However, the natural seeder-feeder effect known from cloud physics can be exploited for generating precipitation, whereby ice nuclei fail from higher layers into the rain clouds, causing droplet growth based on coalescence through collisions, which finally leads to the formation of precipitation elements (rainfall).

Likewise, during water ice injection into the fog or the cloud, a forced coalescence and a rapid droplet growth occurs, which causes the droplets to produce rainfall and hence also disperse the fog (or from precipitation from clouds). In addition, the pressure transient produced by the injection results in a forced convection which causes the effect to expand to regions outside the direct range of the water ice particles (mixing of foggy air with already defogged air and therefore additional defogging).

The method has the following advantages as compared to the aforedescribed methods:

1. The water ice particles do not leave any residues harmful to the environment which can accumulate in the water or in the ground.

2. The water ice particles cannot only be introduced into the fog or the cloud from above, but also from the ground by using an air or gas stream which can be produced, for example, with a compressor. Due to the mass of the particles, the impulse transferred by the air flow to the water ice particles is sufficiently large to launch the particles several 10 meters vertically or horizontally into the fog or the cloud.

3. The process for dispersing fog or forming precipitation from clouds is extraordinarily fast i.e., the process occurs within several minutes and is effective with both cold and warm fog.

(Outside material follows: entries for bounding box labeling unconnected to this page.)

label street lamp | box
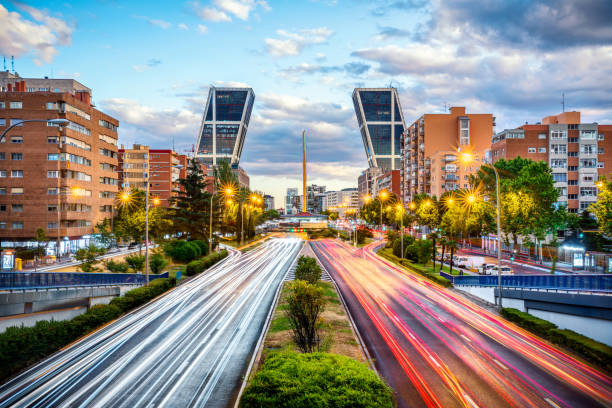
[0,118,70,261]
[459,152,502,307]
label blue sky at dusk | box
[0,0,612,207]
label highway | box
[311,240,612,408]
[0,239,302,408]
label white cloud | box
[264,27,334,57]
[0,4,72,65]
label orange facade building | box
[401,107,495,202]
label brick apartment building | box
[119,144,188,207]
[0,72,119,254]
[401,107,495,203]
[372,170,402,200]
[491,112,612,212]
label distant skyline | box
[0,0,612,206]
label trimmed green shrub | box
[0,278,176,381]
[295,256,321,284]
[106,259,130,273]
[149,254,168,274]
[164,240,202,263]
[240,352,393,408]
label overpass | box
[441,273,612,345]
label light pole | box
[145,164,183,285]
[460,152,502,307]
[0,118,70,262]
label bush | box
[164,240,202,263]
[106,259,130,273]
[285,280,325,353]
[125,254,145,271]
[149,254,168,273]
[240,352,393,408]
[295,256,321,284]
[0,278,176,381]
[185,249,228,276]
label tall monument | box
[302,130,308,212]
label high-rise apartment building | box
[491,112,612,212]
[195,87,255,168]
[353,88,406,171]
[402,107,495,202]
[0,72,119,254]
[118,144,188,207]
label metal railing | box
[440,272,612,292]
[0,272,168,290]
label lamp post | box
[460,152,502,307]
[0,118,70,261]
[145,164,183,285]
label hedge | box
[0,278,176,381]
[240,351,393,408]
[378,249,453,288]
[501,308,612,372]
[185,249,228,276]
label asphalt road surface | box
[0,239,301,408]
[312,240,612,408]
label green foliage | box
[240,352,393,408]
[285,280,325,353]
[0,278,176,381]
[185,249,228,276]
[501,308,612,371]
[106,259,130,273]
[149,254,168,274]
[295,256,321,284]
[164,240,202,263]
[125,254,145,271]
[74,244,106,272]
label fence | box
[0,272,168,290]
[440,272,612,292]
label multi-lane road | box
[312,240,612,408]
[0,239,301,408]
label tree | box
[589,177,612,239]
[295,256,321,284]
[74,244,106,272]
[286,280,325,353]
[34,227,49,271]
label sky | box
[0,0,612,207]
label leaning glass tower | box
[195,87,255,167]
[353,88,406,171]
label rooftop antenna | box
[561,92,565,112]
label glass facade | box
[353,88,406,171]
[196,87,255,166]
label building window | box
[550,159,567,169]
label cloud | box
[264,27,334,57]
[191,0,270,22]
[0,4,72,65]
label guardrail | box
[440,272,612,292]
[0,272,168,290]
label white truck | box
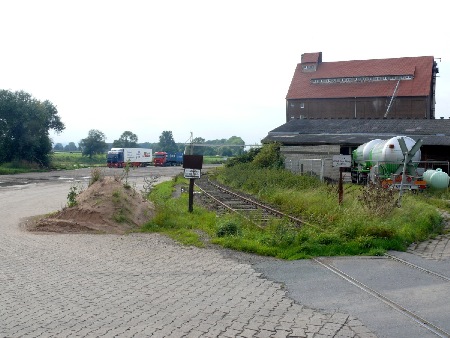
[106,148,153,168]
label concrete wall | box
[280,145,340,181]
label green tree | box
[113,130,138,148]
[159,130,178,152]
[53,143,64,151]
[64,142,78,151]
[225,136,245,156]
[80,129,107,158]
[0,90,65,167]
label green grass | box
[51,152,106,170]
[0,161,44,175]
[143,165,450,259]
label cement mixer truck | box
[351,136,426,189]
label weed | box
[141,176,159,199]
[67,186,80,208]
[358,183,398,216]
[89,167,105,186]
[216,218,241,237]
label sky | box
[0,0,450,145]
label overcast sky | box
[0,0,450,144]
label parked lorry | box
[153,151,183,167]
[351,136,426,189]
[106,148,153,168]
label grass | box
[52,152,106,170]
[143,165,450,260]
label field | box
[144,165,450,259]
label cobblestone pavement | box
[0,178,375,338]
[408,212,450,260]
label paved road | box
[0,168,376,338]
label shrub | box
[216,218,241,237]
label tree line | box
[57,129,245,157]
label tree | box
[113,130,138,148]
[226,136,245,156]
[53,143,64,151]
[64,142,78,151]
[80,129,107,158]
[0,90,65,167]
[159,131,178,152]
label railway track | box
[195,175,306,227]
[313,254,450,338]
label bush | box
[216,218,241,237]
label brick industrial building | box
[263,53,450,180]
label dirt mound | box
[26,177,154,234]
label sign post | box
[183,155,203,212]
[333,155,352,205]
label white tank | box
[423,169,436,184]
[353,139,383,164]
[430,168,449,189]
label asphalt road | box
[0,167,450,338]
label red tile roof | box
[286,53,434,99]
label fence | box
[285,156,450,182]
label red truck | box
[153,151,183,167]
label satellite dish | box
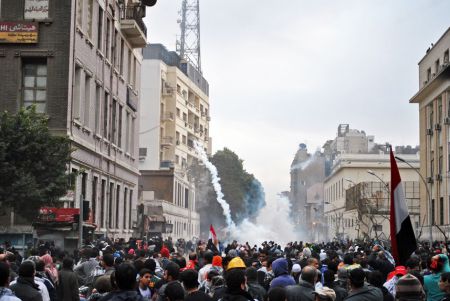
[142,0,157,6]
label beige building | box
[409,28,450,239]
[323,154,423,240]
[139,44,211,239]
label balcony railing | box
[120,5,147,48]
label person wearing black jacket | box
[221,269,253,301]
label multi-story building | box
[139,44,211,239]
[0,0,153,247]
[323,154,423,239]
[409,28,450,239]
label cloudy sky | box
[143,0,450,199]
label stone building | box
[139,44,211,239]
[0,0,154,245]
[409,28,450,239]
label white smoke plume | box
[194,141,299,244]
[194,141,236,232]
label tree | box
[0,106,73,218]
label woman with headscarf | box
[41,254,58,285]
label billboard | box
[0,21,39,44]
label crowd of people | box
[0,239,450,301]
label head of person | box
[267,287,287,301]
[348,268,366,289]
[164,281,184,301]
[439,272,450,293]
[164,262,180,282]
[18,260,36,278]
[180,270,198,291]
[301,265,317,285]
[102,254,114,268]
[115,263,137,291]
[306,257,319,269]
[395,274,425,301]
[225,269,247,291]
[0,262,10,287]
[139,269,152,288]
[314,286,336,301]
[94,275,112,294]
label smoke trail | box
[194,141,236,233]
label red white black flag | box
[390,149,417,265]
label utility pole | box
[177,0,202,73]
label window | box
[83,74,92,127]
[97,5,103,52]
[109,98,117,143]
[100,180,106,228]
[117,105,123,148]
[128,189,133,229]
[108,183,114,228]
[72,65,83,120]
[116,185,120,229]
[91,177,98,223]
[86,0,94,39]
[94,84,103,134]
[22,60,47,113]
[123,187,127,229]
[77,0,84,28]
[103,91,109,139]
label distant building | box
[323,154,423,240]
[409,28,450,239]
[0,0,152,250]
[139,44,211,239]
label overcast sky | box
[143,0,450,200]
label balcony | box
[120,5,147,48]
[161,136,173,146]
[161,112,175,121]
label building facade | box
[409,28,450,239]
[0,0,151,245]
[323,154,424,240]
[139,44,211,239]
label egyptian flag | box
[390,149,417,265]
[208,225,219,248]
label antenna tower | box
[177,0,202,73]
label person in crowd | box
[0,262,21,301]
[267,287,286,301]
[221,269,253,301]
[137,269,152,300]
[10,260,43,301]
[395,274,425,301]
[245,267,267,301]
[345,268,383,301]
[424,254,450,301]
[180,269,212,301]
[56,257,80,301]
[286,265,318,301]
[270,258,296,289]
[439,272,450,301]
[313,286,336,301]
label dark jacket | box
[220,289,253,301]
[10,277,42,301]
[247,281,267,301]
[345,284,383,301]
[270,258,295,288]
[286,280,315,301]
[56,269,80,301]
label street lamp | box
[395,156,434,241]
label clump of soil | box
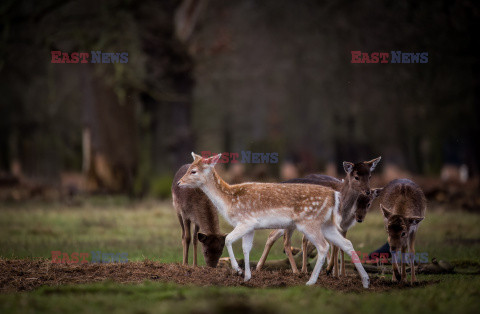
[0,259,433,292]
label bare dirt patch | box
[0,259,433,292]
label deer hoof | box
[307,280,317,286]
[362,277,370,289]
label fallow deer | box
[172,164,226,267]
[257,157,381,277]
[380,179,427,283]
[177,153,369,288]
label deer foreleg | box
[257,229,285,270]
[283,229,298,274]
[193,225,200,266]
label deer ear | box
[380,204,392,219]
[197,232,207,243]
[407,216,424,226]
[343,161,353,173]
[192,152,202,161]
[366,156,382,171]
[372,188,383,198]
[203,154,222,168]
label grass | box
[0,198,480,313]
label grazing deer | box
[257,157,381,277]
[380,179,427,283]
[177,153,369,288]
[172,164,226,267]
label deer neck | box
[338,179,360,231]
[200,169,232,223]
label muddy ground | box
[0,259,434,292]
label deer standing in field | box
[257,157,381,277]
[380,179,427,283]
[177,153,369,288]
[172,164,226,267]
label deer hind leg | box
[408,232,417,283]
[325,243,338,276]
[323,224,370,288]
[182,219,192,265]
[401,247,408,281]
[225,224,253,274]
[257,229,285,270]
[297,225,329,286]
[242,230,255,281]
[390,251,401,282]
[340,232,347,277]
[283,229,298,274]
[302,235,308,274]
[193,225,200,266]
[177,214,188,265]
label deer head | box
[380,204,423,252]
[198,233,227,267]
[177,152,222,188]
[343,157,382,195]
[355,188,383,222]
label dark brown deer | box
[257,157,381,276]
[380,179,427,283]
[172,164,226,267]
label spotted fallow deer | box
[172,164,226,267]
[257,157,382,277]
[380,179,427,283]
[177,153,369,288]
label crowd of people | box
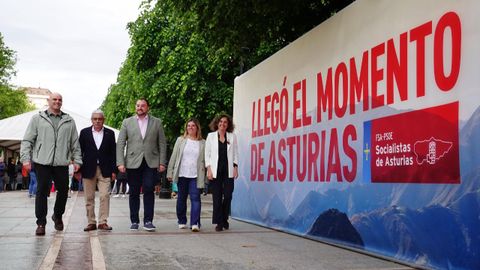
[15,93,238,235]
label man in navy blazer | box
[79,110,116,231]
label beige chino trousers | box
[83,166,110,225]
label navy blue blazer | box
[78,126,117,179]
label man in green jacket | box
[20,93,82,235]
[117,98,167,231]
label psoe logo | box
[413,137,453,165]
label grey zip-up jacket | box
[20,111,82,166]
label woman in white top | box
[167,118,205,232]
[205,114,238,231]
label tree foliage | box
[0,33,33,119]
[103,0,352,150]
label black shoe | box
[52,214,63,231]
[35,225,45,235]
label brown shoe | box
[52,214,63,231]
[98,223,112,231]
[83,224,97,232]
[35,225,45,235]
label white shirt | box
[137,115,148,139]
[92,127,103,149]
[178,139,200,178]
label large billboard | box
[232,0,480,269]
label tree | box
[0,33,33,119]
[103,0,352,150]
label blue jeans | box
[28,172,37,195]
[177,177,201,226]
[127,159,159,223]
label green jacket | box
[117,115,167,169]
[167,136,206,188]
[20,111,82,166]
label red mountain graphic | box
[413,137,453,165]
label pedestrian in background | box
[167,118,205,232]
[0,157,7,192]
[117,98,167,231]
[205,113,238,231]
[7,158,17,190]
[28,163,37,198]
[113,172,127,198]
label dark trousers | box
[127,159,158,223]
[35,163,68,225]
[115,178,127,194]
[208,178,234,225]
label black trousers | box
[208,178,234,225]
[35,163,68,225]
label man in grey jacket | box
[116,98,167,231]
[20,93,82,235]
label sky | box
[0,0,141,117]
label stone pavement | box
[0,191,412,270]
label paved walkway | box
[0,191,411,270]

4. The methods can also been used in a mobile setting, so that they can be applied in traffic management, such as landing strips, roads and harbors, as well as opening air and sports events, without high investment and operating costs.

The efficiency of this method can be increased by surrounding or mixing the water ice particles with additional chemical substances, which support the dispersion of fog or the formation of precipitation from clouds. The chemical substances have the effect of promoting the formation of condensation nuclei or the evaporation of the droplets due to the undersaturation achieved by condensation. In addition, the water ice particles can be surrounded or mixed with additional substances that retard the sublimation process of the water ice and thereby increase the range of the water ice particles.

Additional advantageous embodiments of the invention are recited in the dependent claims.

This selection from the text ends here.